Friday, November 03, 2006

Corporatisation & Structural Change in Law - a Canadian Perspective

As part of my monitoring I came across a very useful post on the Canadian Slaw blog, the practice of law in the 21st century, looking at some of the changes in the profession from a Canadian perspective.

One thing that I found interesting were the similarities between the Australian and Canadian perspectives. The writer, Jordan Furlong, looks at the changes in the UK as a consequence of national competition policy, linking this to possible changes in Canada.

In Australia, too, national competition policy has forced changes across all the professions, with the change wave now hitting law.

I note that Canada also has problems in attracting lawyers to regional areas. I suspect that, again like Australia, this problem is not unique to law. All very interesting.

Professional services & the Demographic Time Bomb - a postscript

As part of my research on demographic issues, I came across a rather interesting blog called demography matters providing demographic information as well as discussion on the individual country position around the world.
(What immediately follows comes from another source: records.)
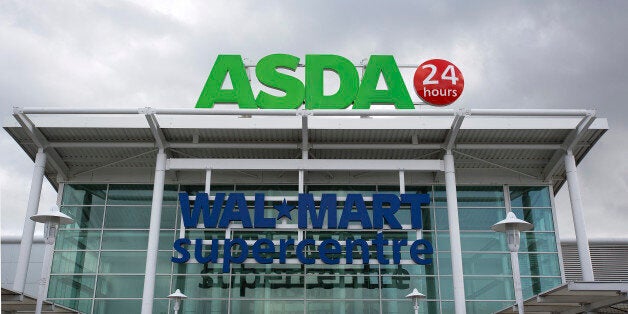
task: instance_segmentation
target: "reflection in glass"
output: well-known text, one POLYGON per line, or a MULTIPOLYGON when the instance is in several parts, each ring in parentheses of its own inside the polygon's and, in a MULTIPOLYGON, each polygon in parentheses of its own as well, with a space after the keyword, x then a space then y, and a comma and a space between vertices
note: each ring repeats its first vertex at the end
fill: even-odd
POLYGON ((63 205, 103 205, 106 184, 66 184, 63 186, 63 205))
POLYGON ((547 186, 510 186, 512 207, 551 207, 547 186))
POLYGON ((512 212, 534 225, 534 231, 554 231, 551 208, 513 208, 512 212))
MULTIPOLYGON (((457 186, 458 207, 505 207, 504 189, 500 186, 457 186)), ((434 186, 434 206, 447 207, 444 186, 434 186)))
POLYGON ((95 274, 98 251, 59 251, 52 257, 53 274, 95 274))
POLYGON ((59 230, 55 250, 98 250, 100 230, 59 230))
POLYGON ((467 300, 514 300, 512 277, 464 277, 467 300))
POLYGON ((148 229, 150 206, 107 206, 105 228, 148 229))
POLYGON ((104 206, 61 206, 60 211, 74 219, 71 224, 61 225, 62 229, 102 228, 104 206))
POLYGON ((50 276, 49 298, 91 298, 94 294, 96 276, 72 275, 50 276))

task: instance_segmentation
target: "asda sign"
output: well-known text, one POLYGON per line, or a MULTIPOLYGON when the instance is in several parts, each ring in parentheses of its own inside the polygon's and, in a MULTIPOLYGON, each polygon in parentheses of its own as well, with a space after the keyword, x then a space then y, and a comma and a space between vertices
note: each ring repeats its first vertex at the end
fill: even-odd
MULTIPOLYGON (((264 86, 282 94, 272 95, 253 88, 240 55, 219 55, 196 103, 196 108, 215 104, 236 104, 241 109, 370 109, 371 105, 392 105, 414 109, 401 71, 391 55, 372 55, 362 77, 356 66, 338 55, 306 55, 305 80, 295 76, 301 59, 289 54, 268 55, 255 66, 255 76, 264 86), (282 71, 280 71, 282 70, 282 71), (325 93, 324 73, 334 72, 339 87, 325 93), (286 73, 288 72, 288 73, 286 73), (231 88, 224 88, 227 78, 231 88), (378 89, 380 79, 385 89, 378 89)), ((464 78, 460 70, 446 60, 433 59, 420 65, 414 76, 414 92, 426 103, 443 106, 462 94, 464 78)))

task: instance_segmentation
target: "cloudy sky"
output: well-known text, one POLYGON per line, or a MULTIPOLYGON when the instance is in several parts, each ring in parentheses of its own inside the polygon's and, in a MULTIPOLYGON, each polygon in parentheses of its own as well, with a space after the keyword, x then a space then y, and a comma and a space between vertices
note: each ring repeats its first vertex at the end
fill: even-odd
MULTIPOLYGON (((628 237, 626 1, 0 1, 0 117, 12 106, 192 108, 218 54, 448 59, 453 107, 597 109, 580 166, 591 238, 628 237)), ((0 131, 1 233, 21 234, 33 163, 0 131)), ((41 204, 55 192, 45 183, 41 204)), ((562 238, 573 238, 566 188, 562 238)), ((41 229, 38 229, 41 233, 41 229)))

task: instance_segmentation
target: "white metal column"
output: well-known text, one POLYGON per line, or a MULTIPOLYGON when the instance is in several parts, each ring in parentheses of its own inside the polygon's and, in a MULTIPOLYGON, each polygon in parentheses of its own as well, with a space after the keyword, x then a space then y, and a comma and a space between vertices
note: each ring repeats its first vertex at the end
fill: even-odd
POLYGON ((454 156, 447 150, 445 161, 445 188, 447 190, 447 217, 449 218, 449 239, 451 241, 451 273, 454 279, 454 307, 456 314, 467 312, 464 296, 462 272, 462 248, 460 247, 460 224, 458 222, 458 198, 456 192, 456 172, 454 156))
POLYGON ((153 313, 155 274, 157 273, 157 250, 159 248, 159 229, 161 224, 161 203, 164 196, 165 177, 166 153, 163 149, 159 149, 157 162, 155 164, 153 202, 150 210, 150 229, 148 231, 148 248, 146 252, 146 272, 144 274, 144 292, 142 294, 142 314, 153 313))
POLYGON ((26 217, 24 218, 24 228, 22 229, 22 242, 20 243, 20 255, 17 259, 17 269, 13 281, 13 290, 24 293, 26 284, 26 273, 31 257, 31 247, 33 246, 33 234, 35 232, 35 222, 30 219, 37 214, 39 208, 39 198, 41 196, 41 186, 44 181, 44 170, 46 168, 46 153, 42 148, 37 150, 35 157, 35 167, 33 178, 31 179, 31 191, 28 195, 28 206, 26 207, 26 217))
POLYGON ((578 257, 582 269, 583 281, 594 281, 591 254, 589 252, 589 239, 587 238, 586 224, 584 222, 584 210, 580 197, 580 183, 576 170, 576 160, 573 152, 568 150, 565 154, 565 171, 567 173, 567 185, 569 187, 569 200, 571 201, 571 213, 573 225, 576 231, 576 243, 578 245, 578 257))

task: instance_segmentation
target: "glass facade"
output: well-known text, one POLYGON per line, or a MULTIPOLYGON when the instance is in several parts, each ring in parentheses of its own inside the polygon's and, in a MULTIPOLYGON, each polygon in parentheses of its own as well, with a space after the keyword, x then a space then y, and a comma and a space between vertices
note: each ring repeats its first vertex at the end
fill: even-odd
MULTIPOLYGON (((372 240, 377 230, 299 230, 296 211, 292 219, 281 222, 284 225, 280 229, 182 230, 178 192, 194 195, 203 190, 203 186, 191 185, 165 187, 154 313, 171 312, 172 304, 166 296, 176 289, 188 296, 181 313, 411 313, 412 306, 405 295, 413 288, 427 295, 420 307, 423 313, 453 313, 454 278, 444 186, 406 186, 406 193, 431 196, 431 204, 423 208, 423 230, 383 231, 388 239, 429 240, 434 247, 430 265, 413 263, 406 246, 401 251, 400 265, 363 265, 360 249, 356 248, 351 254, 354 264, 245 263, 232 264, 229 273, 222 272, 222 264, 172 263, 170 258, 178 256, 172 247, 174 240, 203 239, 205 255, 209 254, 209 240, 227 237, 247 241, 335 239, 341 241, 344 252, 346 239, 372 240)), ((306 192, 335 193, 340 198, 347 193, 370 196, 376 192, 398 193, 398 190, 398 186, 311 185, 306 192)), ((211 186, 214 195, 235 191, 249 196, 265 193, 267 198, 289 200, 298 195, 296 185, 211 186)), ((62 200, 61 211, 75 222, 59 231, 48 298, 85 313, 139 312, 152 185, 66 184, 62 200)), ((489 313, 514 303, 505 236, 490 231, 494 223, 506 217, 509 209, 535 226, 521 237, 519 263, 524 297, 561 283, 550 200, 547 186, 458 187, 468 313, 489 313)), ((268 201, 265 208, 267 217, 276 215, 271 203, 268 201)), ((396 217, 402 225, 409 225, 408 208, 400 209, 396 217)), ((188 249, 194 256, 194 246, 188 249)), ((375 250, 369 251, 370 258, 376 259, 375 250)), ((220 258, 222 250, 219 252, 220 258)), ((310 257, 318 255, 313 250, 306 253, 310 257)), ((286 257, 294 256, 294 250, 288 250, 286 257)), ((385 251, 385 256, 392 258, 392 252, 385 251)))

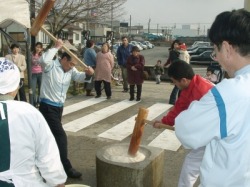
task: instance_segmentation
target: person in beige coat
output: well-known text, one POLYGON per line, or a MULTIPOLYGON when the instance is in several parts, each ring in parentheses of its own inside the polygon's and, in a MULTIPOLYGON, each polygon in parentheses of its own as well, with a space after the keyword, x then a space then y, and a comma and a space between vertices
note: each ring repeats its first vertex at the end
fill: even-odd
MULTIPOLYGON (((27 68, 25 56, 19 53, 19 45, 18 44, 12 44, 10 46, 11 54, 8 54, 5 56, 6 59, 14 62, 14 64, 17 65, 20 71, 20 88, 19 88, 19 100, 20 101, 27 101, 25 90, 24 90, 24 71, 27 68)), ((15 100, 18 100, 18 97, 15 97, 15 100)))

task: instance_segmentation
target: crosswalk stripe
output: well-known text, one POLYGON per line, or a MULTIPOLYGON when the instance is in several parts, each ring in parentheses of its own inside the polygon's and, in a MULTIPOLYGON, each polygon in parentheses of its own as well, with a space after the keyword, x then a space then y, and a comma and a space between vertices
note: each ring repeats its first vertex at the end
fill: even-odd
MULTIPOLYGON (((155 119, 157 116, 159 116, 163 112, 166 112, 170 107, 172 107, 172 105, 163 104, 163 103, 156 103, 152 105, 151 107, 148 108, 149 113, 148 113, 147 119, 148 120, 155 119)), ((112 139, 112 140, 119 140, 119 141, 125 139, 133 132, 136 116, 137 115, 134 115, 130 117, 129 119, 112 127, 111 129, 99 134, 98 137, 112 139)))
POLYGON ((78 110, 81 110, 83 108, 89 107, 91 105, 100 103, 102 101, 105 101, 106 98, 105 97, 100 97, 100 98, 91 98, 91 99, 87 99, 85 101, 79 102, 79 103, 75 103, 73 105, 64 107, 63 109, 63 116, 70 114, 72 112, 76 112, 78 110))
POLYGON ((86 115, 82 118, 76 119, 74 121, 71 121, 65 125, 63 125, 63 128, 65 131, 70 132, 77 132, 85 127, 88 127, 98 121, 101 121, 115 113, 118 113, 130 106, 133 106, 137 104, 138 102, 135 101, 129 101, 129 100, 123 100, 119 103, 115 103, 111 106, 108 106, 106 108, 103 108, 101 110, 98 110, 96 112, 93 112, 89 115, 86 115))
POLYGON ((175 132, 167 129, 151 141, 148 146, 177 151, 181 146, 181 143, 175 136, 175 132))

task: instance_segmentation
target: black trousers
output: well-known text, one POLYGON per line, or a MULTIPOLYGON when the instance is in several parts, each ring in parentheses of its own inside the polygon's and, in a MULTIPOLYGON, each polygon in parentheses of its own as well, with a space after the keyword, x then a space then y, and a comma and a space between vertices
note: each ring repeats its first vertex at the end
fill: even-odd
MULTIPOLYGON (((25 95, 25 89, 24 89, 24 78, 21 78, 20 79, 20 88, 18 90, 18 93, 19 93, 19 100, 20 101, 25 101, 27 102, 27 99, 26 99, 26 95, 25 95)), ((18 97, 16 95, 16 97, 14 98, 15 100, 18 100, 18 97)))
MULTIPOLYGON (((141 99, 142 85, 137 84, 136 89, 137 89, 136 99, 141 99)), ((129 85, 129 93, 130 93, 130 98, 134 99, 135 98, 135 96, 134 96, 134 94, 135 94, 135 85, 129 85)))
POLYGON ((96 91, 96 95, 100 96, 102 95, 102 89, 101 89, 101 85, 102 82, 104 83, 104 90, 106 93, 107 97, 111 96, 111 84, 110 82, 106 82, 106 81, 95 81, 95 91, 96 91))
POLYGON ((41 102, 39 110, 46 119, 50 130, 56 139, 64 170, 68 171, 72 168, 72 165, 68 159, 67 136, 61 123, 63 107, 55 107, 41 102))

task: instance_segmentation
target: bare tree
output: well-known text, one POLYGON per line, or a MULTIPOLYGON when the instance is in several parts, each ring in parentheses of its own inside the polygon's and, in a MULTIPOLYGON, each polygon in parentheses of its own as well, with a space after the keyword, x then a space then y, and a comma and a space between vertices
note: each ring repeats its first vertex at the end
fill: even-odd
MULTIPOLYGON (((27 0, 29 3, 34 1, 27 0)), ((50 25, 51 33, 58 36, 65 27, 79 22, 102 23, 124 14, 121 6, 127 0, 57 0, 50 11, 46 23, 50 25), (111 16, 112 11, 112 16, 111 16)), ((36 12, 45 0, 35 0, 36 12)))

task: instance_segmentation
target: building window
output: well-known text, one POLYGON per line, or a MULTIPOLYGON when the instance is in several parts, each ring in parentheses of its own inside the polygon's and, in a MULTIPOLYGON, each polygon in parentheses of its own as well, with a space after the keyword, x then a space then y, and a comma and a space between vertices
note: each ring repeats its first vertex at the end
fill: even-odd
POLYGON ((75 40, 80 40, 80 35, 79 34, 75 34, 75 40))
POLYGON ((10 32, 9 35, 17 42, 25 42, 25 36, 23 32, 10 32))

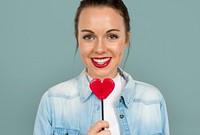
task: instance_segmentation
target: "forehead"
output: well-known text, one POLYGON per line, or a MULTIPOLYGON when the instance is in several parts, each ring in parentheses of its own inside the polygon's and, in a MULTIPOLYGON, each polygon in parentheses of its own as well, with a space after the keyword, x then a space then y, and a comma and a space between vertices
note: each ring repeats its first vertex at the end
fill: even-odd
POLYGON ((79 16, 78 27, 123 27, 120 13, 111 7, 87 7, 79 16))

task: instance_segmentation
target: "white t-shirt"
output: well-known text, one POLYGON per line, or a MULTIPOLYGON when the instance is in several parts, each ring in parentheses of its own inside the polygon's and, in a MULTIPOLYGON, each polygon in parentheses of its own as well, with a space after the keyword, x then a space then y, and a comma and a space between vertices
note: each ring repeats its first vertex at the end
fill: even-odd
POLYGON ((104 100, 104 119, 108 121, 112 135, 120 135, 119 122, 115 112, 115 104, 119 96, 123 91, 125 80, 119 74, 113 79, 115 82, 115 88, 111 94, 104 100))
MULTIPOLYGON (((92 78, 88 75, 89 80, 92 80, 92 78)), ((111 131, 112 135, 120 135, 120 126, 117 119, 117 115, 115 113, 115 104, 119 96, 121 95, 123 91, 123 87, 125 85, 125 80, 119 73, 117 76, 113 79, 115 82, 115 88, 110 93, 110 95, 104 99, 104 120, 108 121, 109 123, 109 130, 111 131)))

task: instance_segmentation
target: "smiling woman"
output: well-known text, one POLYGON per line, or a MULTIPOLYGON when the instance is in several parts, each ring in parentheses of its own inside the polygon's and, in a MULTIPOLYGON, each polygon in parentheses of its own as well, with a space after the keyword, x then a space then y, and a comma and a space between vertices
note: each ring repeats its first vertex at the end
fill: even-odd
POLYGON ((81 1, 75 38, 86 68, 77 78, 43 95, 34 135, 169 135, 165 100, 159 90, 133 80, 119 68, 130 42, 129 23, 122 0, 81 1), (93 78, 102 82, 110 78, 115 83, 105 99, 105 120, 100 120, 101 101, 89 87, 93 78))

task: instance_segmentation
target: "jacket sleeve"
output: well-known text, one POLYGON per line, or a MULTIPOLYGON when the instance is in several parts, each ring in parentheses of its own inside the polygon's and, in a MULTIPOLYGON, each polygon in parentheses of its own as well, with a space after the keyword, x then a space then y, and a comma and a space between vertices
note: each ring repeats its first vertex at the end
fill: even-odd
POLYGON ((164 99, 161 105, 161 114, 162 114, 163 135, 170 135, 167 107, 164 99))
POLYGON ((33 135, 51 134, 51 104, 48 91, 41 98, 33 130, 33 135))

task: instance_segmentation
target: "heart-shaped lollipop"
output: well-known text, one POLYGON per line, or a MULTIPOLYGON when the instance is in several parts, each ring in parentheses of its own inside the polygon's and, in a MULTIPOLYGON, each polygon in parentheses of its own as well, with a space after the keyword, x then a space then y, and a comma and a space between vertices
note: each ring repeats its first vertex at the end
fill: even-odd
POLYGON ((110 78, 105 78, 103 81, 98 78, 94 78, 90 82, 90 89, 100 100, 106 99, 113 91, 114 87, 115 83, 110 78))

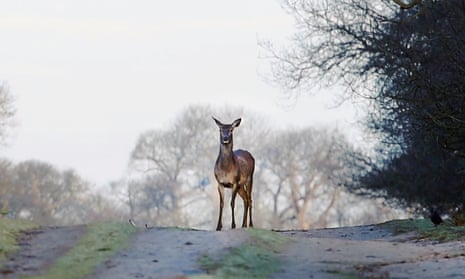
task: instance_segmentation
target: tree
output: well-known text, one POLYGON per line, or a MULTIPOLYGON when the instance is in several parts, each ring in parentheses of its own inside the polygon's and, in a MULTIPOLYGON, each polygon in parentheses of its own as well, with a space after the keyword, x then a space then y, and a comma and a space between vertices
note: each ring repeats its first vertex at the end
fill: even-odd
POLYGON ((465 198, 465 6, 425 1, 395 17, 380 37, 390 51, 368 64, 387 77, 371 128, 396 148, 358 186, 387 190, 419 210, 452 210, 465 198))
POLYGON ((8 86, 0 85, 0 143, 5 143, 8 128, 12 125, 12 119, 16 113, 8 86))
POLYGON ((367 93, 360 89, 373 86, 376 69, 364 64, 383 50, 376 39, 385 33, 383 25, 396 6, 387 0, 283 2, 295 18, 296 32, 284 50, 262 42, 272 59, 273 81, 290 92, 342 83, 348 93, 367 93))
POLYGON ((265 45, 278 84, 291 91, 342 84, 343 97, 371 102, 371 127, 386 140, 403 143, 410 131, 423 130, 462 153, 461 0, 423 1, 409 10, 391 1, 287 1, 285 7, 297 22, 294 47, 278 52, 265 45))
POLYGON ((373 56, 368 63, 386 77, 378 89, 381 113, 372 115, 381 125, 372 126, 403 147, 423 134, 464 156, 463 2, 427 1, 419 10, 395 17, 398 21, 387 24, 380 37, 388 42, 389 53, 373 56), (386 61, 392 63, 386 66, 386 61))
POLYGON ((60 171, 40 161, 17 165, 3 161, 2 198, 9 214, 41 225, 65 225, 86 221, 89 183, 73 170, 60 171))
POLYGON ((425 150, 411 149, 356 178, 351 188, 371 197, 391 197, 391 202, 423 209, 454 209, 463 204, 463 160, 436 144, 425 150))
POLYGON ((187 225, 183 208, 204 196, 214 164, 215 130, 209 107, 189 107, 166 130, 150 130, 139 137, 131 154, 131 165, 142 173, 132 186, 143 192, 141 210, 153 210, 154 222, 187 225), (208 168, 208 170, 207 170, 208 168), (162 215, 162 216, 160 216, 162 215), (168 217, 169 216, 169 217, 168 217))
MULTIPOLYGON (((344 85, 343 99, 368 100, 367 124, 384 144, 382 151, 388 152, 381 159, 384 165, 400 157, 437 161, 438 168, 454 162, 454 177, 461 181, 463 162, 451 156, 465 155, 463 1, 421 1, 408 10, 398 9, 392 1, 286 1, 285 7, 295 16, 298 31, 293 48, 279 52, 267 45, 274 57, 275 81, 296 92, 319 80, 326 86, 344 85), (452 154, 428 154, 435 145, 452 154)), ((421 169, 426 165, 411 166, 429 174, 431 181, 445 177, 446 173, 439 174, 441 168, 421 169)), ((380 173, 383 169, 369 167, 381 168, 380 173)), ((372 185, 364 183, 364 187, 372 185)), ((383 190, 388 187, 384 184, 383 190)), ((416 200, 433 202, 425 195, 439 189, 431 187, 417 188, 416 200)), ((458 189, 447 190, 442 203, 455 200, 457 193, 463 196, 458 189)))
MULTIPOLYGON (((13 106, 13 97, 8 86, 0 84, 0 144, 5 144, 8 136, 8 128, 12 125, 12 119, 16 111, 13 106)), ((5 159, 0 159, 0 210, 7 210, 9 201, 6 198, 11 186, 11 166, 12 163, 5 159)))
POLYGON ((306 128, 270 137, 260 156, 269 181, 265 188, 272 227, 325 226, 338 203, 337 185, 347 178, 342 164, 346 149, 349 144, 336 130, 306 128))
POLYGON ((0 210, 8 213, 13 185, 13 163, 7 159, 0 159, 0 210))

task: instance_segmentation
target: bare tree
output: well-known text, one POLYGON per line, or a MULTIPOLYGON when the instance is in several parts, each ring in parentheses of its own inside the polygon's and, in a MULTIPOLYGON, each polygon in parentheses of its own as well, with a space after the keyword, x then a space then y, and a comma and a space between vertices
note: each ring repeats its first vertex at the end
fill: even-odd
POLYGON ((6 84, 0 84, 0 143, 5 143, 8 129, 12 126, 12 120, 16 113, 14 100, 6 84))
POLYGON ((199 193, 202 196, 202 191, 194 190, 209 180, 205 168, 214 162, 208 159, 209 153, 214 154, 210 112, 209 107, 187 108, 168 129, 143 133, 131 154, 131 165, 145 180, 144 210, 165 212, 170 225, 189 223, 183 214, 185 203, 192 203, 199 193))
POLYGON ((12 199, 14 165, 7 159, 0 159, 0 210, 2 214, 9 212, 10 199, 12 199))
POLYGON ((121 178, 119 180, 111 181, 109 186, 109 191, 112 196, 116 199, 116 202, 125 207, 127 213, 127 218, 136 218, 137 210, 137 200, 138 193, 141 191, 138 185, 139 181, 129 180, 127 178, 121 178))
POLYGON ((261 150, 264 175, 271 178, 266 189, 273 227, 324 226, 346 172, 341 146, 347 148, 339 132, 307 128, 277 133, 261 150))
POLYGON ((32 160, 2 169, 2 197, 11 216, 42 225, 85 222, 85 209, 92 206, 84 206, 89 183, 74 171, 32 160))
POLYGON ((113 199, 109 199, 107 194, 88 192, 80 204, 83 207, 83 217, 80 222, 91 223, 128 219, 125 208, 119 206, 113 199))

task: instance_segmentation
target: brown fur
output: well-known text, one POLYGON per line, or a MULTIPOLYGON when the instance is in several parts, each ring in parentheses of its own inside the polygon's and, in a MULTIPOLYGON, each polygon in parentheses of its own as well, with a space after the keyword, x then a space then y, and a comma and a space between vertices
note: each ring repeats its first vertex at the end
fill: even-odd
POLYGON ((220 152, 215 164, 215 178, 218 182, 218 193, 220 195, 220 210, 216 230, 223 227, 223 207, 224 188, 231 188, 231 228, 236 227, 234 218, 234 207, 237 193, 244 201, 244 216, 242 227, 247 227, 247 212, 249 213, 249 227, 253 227, 252 222, 252 185, 253 172, 255 169, 255 159, 246 150, 233 151, 233 130, 241 123, 241 119, 235 120, 232 124, 223 124, 217 119, 216 125, 220 128, 220 152))

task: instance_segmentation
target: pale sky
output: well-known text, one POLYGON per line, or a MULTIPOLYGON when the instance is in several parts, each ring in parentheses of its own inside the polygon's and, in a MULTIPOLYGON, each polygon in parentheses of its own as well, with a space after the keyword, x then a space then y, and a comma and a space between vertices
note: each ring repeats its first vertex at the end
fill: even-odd
POLYGON ((258 40, 285 44, 293 32, 278 0, 0 3, 0 82, 17 108, 0 155, 15 162, 73 168, 101 186, 124 175, 142 132, 190 104, 243 106, 281 127, 354 121, 328 95, 288 106, 264 81, 258 40))

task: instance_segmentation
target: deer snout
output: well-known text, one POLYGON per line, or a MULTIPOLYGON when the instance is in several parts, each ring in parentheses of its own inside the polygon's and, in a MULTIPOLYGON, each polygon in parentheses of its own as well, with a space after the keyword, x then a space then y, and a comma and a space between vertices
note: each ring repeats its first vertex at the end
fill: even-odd
POLYGON ((230 138, 230 137, 222 137, 222 138, 221 138, 221 142, 222 142, 223 144, 228 144, 230 141, 231 141, 231 138, 230 138))
POLYGON ((229 131, 222 131, 221 132, 221 143, 222 144, 228 144, 232 140, 232 134, 229 131))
Thursday, November 02, 2006

Wednesday (more correctly) Thursday Forum - The Demographic Time Bomb

Continuing my attempt to encourage discussion, my last post (31 October) People Management in Professional Services- the Demographic Time Bomb dealt with the impact of demographic change in an Australian context. Just to summarise a few key points:
  1. The number of Australians attending University has not increased significantly since 1996. The economy has gown rapidly since then. Part of this growth has been supported by productivity improvement (working smarter), part by people simply working harder. Growth has now reached the point that there are skilled labour shortages across the economy.
  2. In the absence of an increase in the proportion of Australians going to University, the number of Australians attending University over the next ten years is unlikely to increase. Further, over this period an increasing number of the baby boomer generation will be retiring. All professions and professional service firms will be struggling to find people to support growth and replace retirees.
  3. Attitudes to work have changed and are continuing to change across the complete age spectrum People are tired and less willing to make the personal contributions (the working harder) that supported previous growth.
  4. If my analysis is in any way correct, people recruitment and management is going to be the single most important strategic issue firms will face in the next decade. Why, then, do so few appear to be worrying about the issue?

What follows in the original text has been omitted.